Le coffre, utilisé auparavant pour entreposer ses nouvelles trouvailles lors de séances de magasinage, n’en était désormais plus un au trésor. Louna y avait entreposé le contenu de la grande bibliothèque qu’elle possédait jadis dans son studio grandiose (le syndic n’ayant pas saisi le contenu de ce meuble d’époque, le considérant sans valeur marchande). Recueils classiques, bouquins informatifs et romans historiques l’encombraient désormais à ras-bord. Louna avait possédé chacun de ces ouvrages mais n’en avait lu aucun.

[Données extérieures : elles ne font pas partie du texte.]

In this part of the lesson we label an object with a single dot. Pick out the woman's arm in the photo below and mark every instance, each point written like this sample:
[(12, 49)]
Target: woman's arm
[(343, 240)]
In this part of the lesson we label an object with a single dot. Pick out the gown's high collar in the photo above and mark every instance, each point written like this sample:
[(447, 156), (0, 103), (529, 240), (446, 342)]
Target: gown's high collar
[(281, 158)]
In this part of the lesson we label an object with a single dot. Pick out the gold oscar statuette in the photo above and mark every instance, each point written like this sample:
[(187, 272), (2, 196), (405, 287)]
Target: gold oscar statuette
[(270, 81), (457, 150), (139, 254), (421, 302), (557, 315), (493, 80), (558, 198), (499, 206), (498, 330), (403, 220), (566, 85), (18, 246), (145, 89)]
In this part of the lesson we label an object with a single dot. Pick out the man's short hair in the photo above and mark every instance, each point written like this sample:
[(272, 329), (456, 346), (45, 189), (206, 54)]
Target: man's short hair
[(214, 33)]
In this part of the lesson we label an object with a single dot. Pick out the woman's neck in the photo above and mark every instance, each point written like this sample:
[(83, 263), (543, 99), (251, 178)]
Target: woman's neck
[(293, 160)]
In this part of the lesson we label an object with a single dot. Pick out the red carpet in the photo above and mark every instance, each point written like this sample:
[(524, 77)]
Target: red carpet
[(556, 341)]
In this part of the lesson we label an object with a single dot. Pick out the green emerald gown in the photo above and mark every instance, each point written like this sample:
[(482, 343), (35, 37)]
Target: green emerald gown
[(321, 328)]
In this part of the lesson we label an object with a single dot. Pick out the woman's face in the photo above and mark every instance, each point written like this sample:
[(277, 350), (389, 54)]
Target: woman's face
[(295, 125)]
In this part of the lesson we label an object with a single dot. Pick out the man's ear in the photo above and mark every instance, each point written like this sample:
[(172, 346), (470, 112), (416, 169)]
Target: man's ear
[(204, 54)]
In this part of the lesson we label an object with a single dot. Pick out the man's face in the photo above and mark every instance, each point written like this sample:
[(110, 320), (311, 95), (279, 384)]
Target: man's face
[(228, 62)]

Sans savoir pourquoi cependant, elle avait décidé de les garder, tous ces livres. Peut-être pourraient-ils lui être utiles un jour… Peut-être pourraient-ils la faire briller à nouveau, en masquant le caractère superficiel de son savoir, par leur simple possession. Peut-être lui serviraient-ils à attiser un feu, à l’arrivée des jours glaciaux, la chaufferette de son véhicule étant capricieuse ces dernières années.

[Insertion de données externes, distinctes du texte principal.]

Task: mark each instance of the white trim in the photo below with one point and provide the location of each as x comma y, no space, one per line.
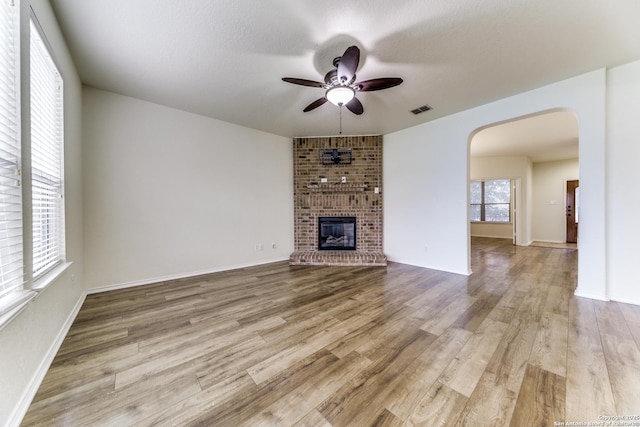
391,259
18,303
51,276
625,300
492,237
30,392
143,282
598,297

La banquette passager s’était quant à elle métamorphosée en garde-manger. Conserves de poisson, craquelins, sachets de noix et autres denrées non périssables y étaient empilés dans de grosses boîtes format bon marché.

La majorité des heures de sa vie se déroulait donc dans un habitacle de 2 mètres carrés, depuis quatre semaines déjà. Au moins une fois par jour, Louna sortait du véhicule, garé dans le stationnement d’un supermarché, pour se dégourdir et pour aller assouvir certains besoins de base dans les toilettes publiques.

Le reste du temps, elle rêvassait en observant les clients déambuler avec leurs paniers débordant de toutes sortes d’objets hétéroclites.

Celle-ci avait choisi ce stationnement parce qu’il était permis aux voyageurs se déplaçant en mobile home d’y demeurer quelques nuits. Elle se considérait aussi comme une voyageuse désormais, à la simple différence qu’elle était actuellement en naufrage dans ce lieu.

Ce soir là, après avoir ingurgité une conserve de thon aneth et ail sur le siège conducteur, en syntonisant une chaîne de musique populaire à la radio, elle tenta de trouver sommeil emmitouflée dans sa courtepointe. Comme à l’habitude, le sommeil ne vint pas. En se retournant, pour adopter une position plus confortable, elle sentit la fermeture-éclair de son pull se coincer dans une portion déchirée de la banquette.

Cette déchirure dans la banquette, résultat d’un incident anodin survenu il y avait de cela une quinzaine d’années, avait changé le cours de son existence.

C’est à ce moment qu’elle se remit à songer à lui de plus belle, sa voiture étant un objet de réminiscence puissant ces derniers jours, le seul objet désormais présent dans sa vie la reliant à son passé.

Pour éviter une montée soudaine d’anxiété, elle y plongea la main dans ce bout de tissu écartelé et l’éventra de plus belle dans un geste brusque et libérateur. Dans la noirceur, elle tâta le matériel synthétique composant la banquette et fit l’inventaire des petits objets s’y étant glissés au fil des années : chewing-gum durci (qu’elle déballa et porta à sa bouche impulsivement), pièce de monnaie, trombone et grains fins d’une substance quelconque non identifiable. Cet exercice eu sur elle un effet calmant et c’est l’esprit un peu plus léger qu’elle s’endormit, le chewing-gum au palais.